Anastasia Corya and Anton Pace, who previously opened the Delta Cafe in 1995, opened Miss Delta in August 2007.[6] Previously, the space had housed Pasta Bangs.[18] Marcus Oliver later became the owner.[19] He purchased the restaurant and expanded the mostly Cajun/Creole menu to include barbecue.[20]

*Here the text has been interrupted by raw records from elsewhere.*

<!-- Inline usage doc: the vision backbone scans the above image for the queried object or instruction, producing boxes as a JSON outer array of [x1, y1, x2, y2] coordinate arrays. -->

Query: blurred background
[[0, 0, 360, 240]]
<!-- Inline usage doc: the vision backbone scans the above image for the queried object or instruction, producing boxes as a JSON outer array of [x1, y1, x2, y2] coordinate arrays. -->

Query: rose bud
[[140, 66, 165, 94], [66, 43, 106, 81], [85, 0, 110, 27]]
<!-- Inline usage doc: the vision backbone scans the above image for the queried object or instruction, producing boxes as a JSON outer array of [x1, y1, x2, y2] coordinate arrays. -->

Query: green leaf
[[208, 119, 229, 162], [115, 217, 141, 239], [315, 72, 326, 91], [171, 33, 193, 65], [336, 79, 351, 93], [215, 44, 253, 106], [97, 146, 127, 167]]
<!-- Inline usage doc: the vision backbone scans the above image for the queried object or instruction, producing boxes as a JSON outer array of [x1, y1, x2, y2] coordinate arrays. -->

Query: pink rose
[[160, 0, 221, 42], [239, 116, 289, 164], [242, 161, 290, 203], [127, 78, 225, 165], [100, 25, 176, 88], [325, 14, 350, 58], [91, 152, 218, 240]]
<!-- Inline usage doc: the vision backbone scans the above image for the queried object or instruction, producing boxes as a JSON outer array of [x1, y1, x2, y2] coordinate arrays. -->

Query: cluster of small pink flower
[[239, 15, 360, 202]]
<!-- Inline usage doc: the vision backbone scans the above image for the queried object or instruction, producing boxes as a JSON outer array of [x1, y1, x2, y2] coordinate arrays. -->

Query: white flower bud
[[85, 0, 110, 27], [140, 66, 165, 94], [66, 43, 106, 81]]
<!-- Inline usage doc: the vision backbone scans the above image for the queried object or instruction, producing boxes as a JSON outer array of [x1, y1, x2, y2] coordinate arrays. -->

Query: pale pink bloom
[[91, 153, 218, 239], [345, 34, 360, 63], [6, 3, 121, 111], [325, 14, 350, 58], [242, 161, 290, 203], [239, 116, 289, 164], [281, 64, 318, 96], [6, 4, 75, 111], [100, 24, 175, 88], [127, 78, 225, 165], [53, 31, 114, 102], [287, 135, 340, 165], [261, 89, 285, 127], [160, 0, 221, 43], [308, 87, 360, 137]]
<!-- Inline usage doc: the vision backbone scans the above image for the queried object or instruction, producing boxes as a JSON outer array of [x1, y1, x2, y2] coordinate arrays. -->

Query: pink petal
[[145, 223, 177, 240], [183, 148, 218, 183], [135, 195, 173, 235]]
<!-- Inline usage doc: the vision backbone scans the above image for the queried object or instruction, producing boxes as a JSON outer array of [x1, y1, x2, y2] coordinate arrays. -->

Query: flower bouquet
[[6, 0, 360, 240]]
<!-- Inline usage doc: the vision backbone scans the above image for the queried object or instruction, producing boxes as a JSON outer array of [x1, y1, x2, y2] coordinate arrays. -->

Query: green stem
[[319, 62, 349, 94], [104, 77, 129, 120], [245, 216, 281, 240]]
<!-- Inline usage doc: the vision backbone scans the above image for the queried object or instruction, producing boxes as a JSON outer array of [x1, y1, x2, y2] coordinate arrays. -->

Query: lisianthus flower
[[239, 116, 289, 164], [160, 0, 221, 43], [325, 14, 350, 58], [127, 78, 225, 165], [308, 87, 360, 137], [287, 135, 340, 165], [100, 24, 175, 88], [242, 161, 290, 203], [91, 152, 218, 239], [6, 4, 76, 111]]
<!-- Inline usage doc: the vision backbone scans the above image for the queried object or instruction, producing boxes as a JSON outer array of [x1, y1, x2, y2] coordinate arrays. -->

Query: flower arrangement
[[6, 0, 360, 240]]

In 2013, Michael Russell of The Oregonian called Miss Delta a "one-time spinoff of ... cult favorite Delta Cafe" and said the restaurant "has seemed to change hands more times than the Mississippi River has tributaries".[17] Like many restaurants, the business experienced difficulties during the COVID-19 pandemic, including staffing issues and temporary closures.[21][22] In 2021, Oliver's book Cool and Kooky Kids Coloring Cookbook was sold at the restaurant.[23] The business participated in Portland's first Fried Chicken Week in 2025.[24]

Reception

In his 2007 review of Miss Delta, Tim LaBarge of The Oregonian wrote, "Don't let the lighthearted interior fool you: Miss Delta is a place for serious eating and Southern comfort."[25] The newspaper's Grant Butler called the fried chicken "stellar" and said the "sides are good across the board".[26] In 2008, Butler said the restaurant "captures the essence of Southern cooking in all its cast-iron glory. Whether it's perfect black-eyed pea fritters or spicy jambalaya with hot sausage, smoked chicken and shrimp, dishes have a calories-be-damned approach. Portions are so large they have their own gravitational pull: The thing separating comfort from extreme discomfort is your own self-control."[27][28]